We aim to develop myopia classification models based on machine learning algorithms for each schooling period, and further analyze the similarities and differences in the factors influencing myopia in each school period based on each model.
Retrospective cross-sectional study.
We collected visual acuity, behavioral, environmental, and genetic data from 7,472 students in 21 primary and secondary schools (grades 1–12) in Jiamusi, Heilongjiang Province, using visual acuity screening and questionnaires.

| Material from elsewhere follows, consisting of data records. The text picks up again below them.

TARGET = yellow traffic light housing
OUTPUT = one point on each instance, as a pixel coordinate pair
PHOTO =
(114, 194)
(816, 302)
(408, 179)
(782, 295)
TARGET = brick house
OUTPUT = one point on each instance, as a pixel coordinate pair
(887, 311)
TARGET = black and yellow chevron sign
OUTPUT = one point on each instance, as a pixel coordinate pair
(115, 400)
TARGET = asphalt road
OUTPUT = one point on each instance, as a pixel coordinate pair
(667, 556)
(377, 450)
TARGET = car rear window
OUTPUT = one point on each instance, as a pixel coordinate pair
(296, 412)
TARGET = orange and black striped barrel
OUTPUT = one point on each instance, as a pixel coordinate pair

Machine learning algorithms were used to construct myopia classification models for students at the whole schooling period, primary school, junior high school, and senior high school period, and to rank the importance of features in each model.
The main influencing factors for students differ by school section, The optimal machine learning model for the whole schooling period was Random Forest (AUC = 0.752), with the top three influencing factors being age, myopic grade of the mother, and Whether myopia requires glasses. The optimal model for the primary school period was a Random Forest (AUC = 0.710), with the top three influences being the myopic grade of the mother, age, and extracurricular tutorials weekly. The Junior high school period was an Support Vector Machine (SVM; AUC = 0.672), and the top three influencing factors were gender, extracurricular tutorial subjects weekly, and whether can you do the “three ones” when reading and writing. The senior high school period was an XGboost (AUC = 0.722), and the top three influencing factors were the need for spectacles for myopia, average daily time spent outdoors, and the myopic grade of the mother.
Factors such as genetics and eye use behavior all play an essential role in students’ myopia, but there are differences between school periods, with those in the lower levels focusing on genetics and those in the higher levels focusing on behavior, but both play an essential role in myopia.